The texts include quite a few negative stories and express many negative opinions about women. The female body was described as a source of pollution: childbirth was polluting; sexual intercourse was polluting; menstruation was polluting. Women were portrayed as temptresses who were to be avoided at all times. One visualization practice for monks, attributed to the Buddha, was to imagine the corpse of a beautiful woman as it deteriorated after death.
According to some of Buddhist texts, women could not become enlightened, but must first be reborn as men. This is not a consistent view, as the Buddha's stepmother was said to have become an arhat, and there is no mention of such a transformation in her case. In the Mahayana sutras, the doctrine that women could not become enlightened without first being reborn as men was called into question.
Because of women's lower status, Buddhist nunneries have never been as successful as the monasteries. It has been more difficult for them to raise funds to support themselves and maintain their infrastructure. In some Buddhist countries, the order of nuns shrank centuries ago to the point where there were not enough nuns left to ordain new ones and the orders disappeared.

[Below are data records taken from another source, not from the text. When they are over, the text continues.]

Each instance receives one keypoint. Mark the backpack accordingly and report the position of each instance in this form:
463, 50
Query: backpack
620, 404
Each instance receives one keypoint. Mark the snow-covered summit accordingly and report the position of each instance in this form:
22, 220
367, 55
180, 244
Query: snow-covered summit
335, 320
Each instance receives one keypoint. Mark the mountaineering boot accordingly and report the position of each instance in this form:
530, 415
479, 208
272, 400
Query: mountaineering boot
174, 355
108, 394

In some countries, ordination for women was never allowed.
As Buddhism has entered the Americas and Europe, new female converts have been active in working to change the status of these women. In the late 20th century, a few Sri Lankan nuns came to the United States to be ordained at a Taiwanese temple. Eight years later, some Sri Lankan women traveled to India to be ordained by Korean Buddhists. While some male monks in Sri Lanka objected to this radical change in tradition, the ordinations were popular with the people, and the order of nuns was restored in Sri Lanka. An order of nuns in Mongolia was also established in the late 20th century.

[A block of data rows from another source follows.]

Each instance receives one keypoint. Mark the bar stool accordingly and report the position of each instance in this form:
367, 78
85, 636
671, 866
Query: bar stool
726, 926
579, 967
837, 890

Orders of Buddhist nuns have remained viable in Vietnam, Laos, and Cambodia, as well as in Japan, China, and Korea. The strongest organization of nuns in the modern world is in Taiwan, where the number of women entering monastic life outnumbers men by five to one. Taiwanese Buddhist nuns are famous educators, artists, and activists. The largest civic organization in Taiwan is Tzu Chi, which was founded by a nun in 1966 and is run by Buddhist nuns. Tzu Chi has organized a number of social service projects and distributes tens of millions of dollar every year. As the example of Taiwan indicates, it is very likely that the status of Buddhist nuns will change as attitudes toward women change in the modern world.